TribuneNews.com, Tokyo – Onis Baswedan tak segan-segan membeberkan posisinya kepada mahasiswa Sophia University di Tokyo, Jepang, bahwa dirinya menganggur yang artinya tidak bekerja.
Namun hal ini tidak mematahkan semangatnya. Sangat buruk.
Sebab, mereka mempunyai kemampuan atau kesanggupan dalam mengajar dan mengenyam pendidikan tinggi.
Anis Gadjah merupakan lulusan Fakultas Ekonomi Universitas Mada (UGM).
Beliau meraih gelar master di bidang keamanan internasional dan kebijakan ekonomi dari University of Maryland, College Park, AS.
Sementara itu, beliau memperoleh gelar PhD dari Northern Illinois University Amerika Serikat pada tahun 1999 dengan subjek kemerdekaan dan proses demokrasi di Indonesia.
Ia juga menerima Beasiswa Gerald S. Marianov Fellow pada tahun 2004.
Menjadi Rektor Universitas Paramadina pengalamannya tidak main-main. Ia kemudian aktif di dunia politik dan pernah menjadi Gubernur DKI Jakarta.
Di hadapan para mahasiswa Tokyo Sophia University, ia mengaku tidak memiliki pekerjaan karena tidak bekerja pada siapa pun di sini.
“Kalau ada yang mau mempekerjakan saya, silakan saja,” kata Anis, Jumat (20/9/2024) sore.
Setelah gagal meraih suara mayoritas pada Pilpres 2024, Ennis yakin akan masa depannya, dan itu berarti ia harus angkat bicara. Namun dia bersikeras bahwa dia tidak ingin kembali ke dunia politik universitas.
“Kalau ada yang ingin menelepon saya, silakan saja, tapi saya tidak akan kembali mengajar di universitas,” ujarnya.
Saat itu, Anis menegaskan, banyak orang baik di NKRI, terlihat dari protes ketika kebijakan tidak baik.

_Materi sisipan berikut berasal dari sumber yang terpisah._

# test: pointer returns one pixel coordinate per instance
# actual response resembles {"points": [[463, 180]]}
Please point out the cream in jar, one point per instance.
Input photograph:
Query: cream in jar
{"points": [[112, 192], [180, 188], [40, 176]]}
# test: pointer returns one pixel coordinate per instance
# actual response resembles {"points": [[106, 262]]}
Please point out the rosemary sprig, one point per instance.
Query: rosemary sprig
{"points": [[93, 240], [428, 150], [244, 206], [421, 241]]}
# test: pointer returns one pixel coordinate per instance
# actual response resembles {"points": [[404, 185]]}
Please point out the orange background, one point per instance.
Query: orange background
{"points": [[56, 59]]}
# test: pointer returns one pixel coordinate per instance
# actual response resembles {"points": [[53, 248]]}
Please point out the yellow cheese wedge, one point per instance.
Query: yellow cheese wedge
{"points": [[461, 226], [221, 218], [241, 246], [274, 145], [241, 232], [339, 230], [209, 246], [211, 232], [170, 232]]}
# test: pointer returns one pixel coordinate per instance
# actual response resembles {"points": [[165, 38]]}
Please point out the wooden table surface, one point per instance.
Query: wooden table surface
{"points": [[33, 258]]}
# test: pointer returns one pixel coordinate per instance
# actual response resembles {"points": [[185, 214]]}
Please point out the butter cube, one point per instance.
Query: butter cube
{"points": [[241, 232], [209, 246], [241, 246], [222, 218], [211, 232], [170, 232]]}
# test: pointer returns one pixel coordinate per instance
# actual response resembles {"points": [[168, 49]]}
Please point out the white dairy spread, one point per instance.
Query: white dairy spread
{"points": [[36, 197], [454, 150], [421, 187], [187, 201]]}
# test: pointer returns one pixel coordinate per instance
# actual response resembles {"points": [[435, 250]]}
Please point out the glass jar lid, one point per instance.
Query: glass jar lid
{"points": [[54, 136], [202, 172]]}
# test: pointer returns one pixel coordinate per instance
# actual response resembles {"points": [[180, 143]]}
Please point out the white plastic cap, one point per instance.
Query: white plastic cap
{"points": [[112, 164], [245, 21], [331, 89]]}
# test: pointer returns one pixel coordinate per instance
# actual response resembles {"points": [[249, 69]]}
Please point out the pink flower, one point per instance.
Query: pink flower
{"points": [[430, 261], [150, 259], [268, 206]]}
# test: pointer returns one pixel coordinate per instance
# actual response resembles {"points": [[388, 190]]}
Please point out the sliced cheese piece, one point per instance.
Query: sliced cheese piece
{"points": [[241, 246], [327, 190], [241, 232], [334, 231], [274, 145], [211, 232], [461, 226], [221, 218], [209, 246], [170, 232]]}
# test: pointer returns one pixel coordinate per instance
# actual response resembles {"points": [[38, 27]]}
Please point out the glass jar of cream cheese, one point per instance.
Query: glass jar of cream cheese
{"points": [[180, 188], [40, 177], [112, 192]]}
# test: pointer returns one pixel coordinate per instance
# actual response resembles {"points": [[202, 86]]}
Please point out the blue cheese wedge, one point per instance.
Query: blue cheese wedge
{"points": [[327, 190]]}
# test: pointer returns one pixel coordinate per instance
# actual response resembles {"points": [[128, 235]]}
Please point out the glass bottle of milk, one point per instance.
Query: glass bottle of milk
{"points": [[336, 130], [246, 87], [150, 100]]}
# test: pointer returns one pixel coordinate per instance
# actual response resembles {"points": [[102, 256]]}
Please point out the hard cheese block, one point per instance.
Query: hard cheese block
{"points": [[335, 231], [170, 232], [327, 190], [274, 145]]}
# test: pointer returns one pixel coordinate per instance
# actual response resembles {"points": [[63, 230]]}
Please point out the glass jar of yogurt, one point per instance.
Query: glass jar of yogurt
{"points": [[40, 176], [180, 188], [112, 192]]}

“Ketika ada yang tidak beres di Indonesia, banyak orang yang turun ke jalan dan memprotes apa yang terjadi sekarang. Banyak orang baik di NKRI, kata Anis.
Menurutnya, aktif di dunia digital dan berbagi hal-hal baik adalah hal terbaik di dunia, khususnya bagi generasi muda.
“Jangan khawatir di mana Anda berada di Karawang atau Kanagawa karena Anda bisa berkomunikasi dari mana saja. Jadi semua orang bisa memantau negara kita di mana pun Anda berada,” ujarnya.
Anis pun membandingkan pengaruh media masa lalu dan masa kini.
“Dulu pemimpin redaksi menyiapkan berita di halaman depan dan berdampak besar bagi dunia. “Sekarang di era digital, khususnya generasi Z, netizen menjadi pengaruh terbesar di masyarakat,” ujarnya.
Anis menyinggung undang-undang tersebut namun aparat tidak berbuat apa-apa, mereka akan protes jika hal itu terjadi.
Katanya, menurutnya, pembangunan dan segala sesuatunya harus dimulai dari pimpinan puncak.
“Kalau pemimpinnya cinta, yang di bawahnya pun begitu. Bos saya juga begitu,” tuturnya.
Anees juga mengimbau mereka untuk waspada terhadap penipuan yang menyebar melalui media.
“Jangan langsung menerima apa yang kita temukan di media sosial. “Banyak penipuan di sini, kita harus sangat berhati-hati,” katanya.
Selama di Tokyo, Anis menyempatkan diri untuk salat di masjid Indonesia di Tokyo. Ia juga erat kaitannya dengan diaspora Indonesia di Jepang.
Betapa bahagianya Anis mengetahui masyarakat Indonesia di Jepang masih berupaya membantu bangsa, termasuk menjaga demokrasi.
Terima kasih kepada Prof Muhammad Aziz ketua KMII Jepang yang telah mengundang dan menyelenggarakan acara ini. Terima kasih kepada semua yang telah meluangkan waktu untuk bertemu dan menyapa. Semoga kita bisa segera bertemu kembali, kata Anis dalam Instagramnya.